10. You Never Own a Futures Contract
Unlike a stock, where you have to shell out cash and actually buy stock in the company you’re trading, in futures you are contracting for a commodity. In futures you contract to buy or sell at a specific price and look for opportunity to “offset” your contract at a better price and profit from the difference. If you can’t wrap your head around it, think Wal-Mart: you buy something at one price and try to sell it for another. Same idea, but it’s all contractual.

11. Super Liquidity
Granted some of the really big stocks like Apple (AAPL), Caterpillar (CAT), and Hewlett Packard (HPQ) can post volume of 100k shares on big trading days, but even these are no match for an average day in most futures markets. The Eurodollar, for example, routinely trades 150k contracts a day. A “bad” day in crude still posts over 300k trades. And even an old stand-by like wheat will post over 100k trades a day.

So what does this mean for you?

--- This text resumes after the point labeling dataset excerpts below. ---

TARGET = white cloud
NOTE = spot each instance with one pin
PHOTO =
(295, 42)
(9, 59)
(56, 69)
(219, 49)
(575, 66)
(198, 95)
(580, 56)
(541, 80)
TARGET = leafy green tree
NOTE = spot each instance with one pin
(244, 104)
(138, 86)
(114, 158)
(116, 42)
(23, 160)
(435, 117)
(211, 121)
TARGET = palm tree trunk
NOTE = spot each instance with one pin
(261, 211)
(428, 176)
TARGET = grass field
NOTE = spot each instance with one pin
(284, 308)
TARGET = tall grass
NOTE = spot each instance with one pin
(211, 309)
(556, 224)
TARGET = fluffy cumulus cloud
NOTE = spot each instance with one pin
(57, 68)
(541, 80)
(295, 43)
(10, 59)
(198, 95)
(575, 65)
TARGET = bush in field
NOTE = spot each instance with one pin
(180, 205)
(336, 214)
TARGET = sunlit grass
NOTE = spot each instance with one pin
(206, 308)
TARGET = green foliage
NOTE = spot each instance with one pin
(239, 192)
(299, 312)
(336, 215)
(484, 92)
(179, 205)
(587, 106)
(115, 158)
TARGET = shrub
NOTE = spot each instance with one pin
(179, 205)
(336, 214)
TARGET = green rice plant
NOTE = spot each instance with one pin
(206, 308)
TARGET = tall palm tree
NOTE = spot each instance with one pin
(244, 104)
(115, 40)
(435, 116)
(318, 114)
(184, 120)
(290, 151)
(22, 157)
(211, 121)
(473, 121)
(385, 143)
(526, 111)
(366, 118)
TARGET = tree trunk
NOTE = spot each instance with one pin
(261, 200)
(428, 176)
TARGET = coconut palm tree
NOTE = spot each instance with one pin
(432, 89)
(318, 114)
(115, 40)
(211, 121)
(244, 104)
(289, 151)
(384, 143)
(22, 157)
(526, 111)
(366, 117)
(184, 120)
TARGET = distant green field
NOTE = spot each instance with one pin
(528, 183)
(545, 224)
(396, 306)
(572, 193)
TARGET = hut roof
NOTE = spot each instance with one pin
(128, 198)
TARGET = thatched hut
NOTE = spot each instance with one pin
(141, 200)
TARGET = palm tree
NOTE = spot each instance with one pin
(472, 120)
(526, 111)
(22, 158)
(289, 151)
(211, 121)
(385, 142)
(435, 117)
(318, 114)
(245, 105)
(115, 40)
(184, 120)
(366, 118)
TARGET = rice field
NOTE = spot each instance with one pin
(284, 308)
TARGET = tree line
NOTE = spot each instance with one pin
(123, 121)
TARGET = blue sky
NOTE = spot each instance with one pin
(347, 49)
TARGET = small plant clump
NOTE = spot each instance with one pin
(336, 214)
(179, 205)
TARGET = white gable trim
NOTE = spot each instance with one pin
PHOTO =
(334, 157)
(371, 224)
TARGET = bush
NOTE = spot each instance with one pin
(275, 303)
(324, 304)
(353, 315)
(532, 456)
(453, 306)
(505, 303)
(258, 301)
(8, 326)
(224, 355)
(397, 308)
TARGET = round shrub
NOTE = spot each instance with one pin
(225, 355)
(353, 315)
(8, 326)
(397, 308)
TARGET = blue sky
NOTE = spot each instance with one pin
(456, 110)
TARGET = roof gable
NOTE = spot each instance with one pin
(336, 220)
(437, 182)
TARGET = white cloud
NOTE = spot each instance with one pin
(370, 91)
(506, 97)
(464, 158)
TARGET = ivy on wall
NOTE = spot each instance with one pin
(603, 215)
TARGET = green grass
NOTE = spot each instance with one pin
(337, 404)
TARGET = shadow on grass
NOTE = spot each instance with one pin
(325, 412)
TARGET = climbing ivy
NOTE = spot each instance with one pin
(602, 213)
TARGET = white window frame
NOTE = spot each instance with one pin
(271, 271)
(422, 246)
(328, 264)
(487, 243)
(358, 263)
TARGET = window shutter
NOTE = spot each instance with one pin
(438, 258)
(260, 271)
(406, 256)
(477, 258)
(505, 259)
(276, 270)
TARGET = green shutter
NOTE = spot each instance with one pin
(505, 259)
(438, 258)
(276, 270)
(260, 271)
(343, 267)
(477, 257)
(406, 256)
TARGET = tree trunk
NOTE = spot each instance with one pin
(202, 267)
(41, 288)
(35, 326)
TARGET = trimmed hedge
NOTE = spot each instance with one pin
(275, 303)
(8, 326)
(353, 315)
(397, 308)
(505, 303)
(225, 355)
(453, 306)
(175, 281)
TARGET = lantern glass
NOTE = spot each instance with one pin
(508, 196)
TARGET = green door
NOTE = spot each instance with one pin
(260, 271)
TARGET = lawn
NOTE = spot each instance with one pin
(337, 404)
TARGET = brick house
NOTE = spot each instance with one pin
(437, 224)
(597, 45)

It means that futures are ultra-liquid markets. You’ll never have to worry about getting a fill on your entry or exit, no matter how big your position might be. And that’s important if you’re looking to get into, or out of, a trade in a hurry.

So there you have it, 11 advantages that futures have over stocks. Yet in spite of these obvious advantages most stock traders are woefully ignorant of the opportunities in the futures markets. One thing I can tell you for certain: once you begin exploring the opportunities in the futures markets, come to understand how easy and profitable they can be to trade, you’ll wonder why you never considered trading them sooner!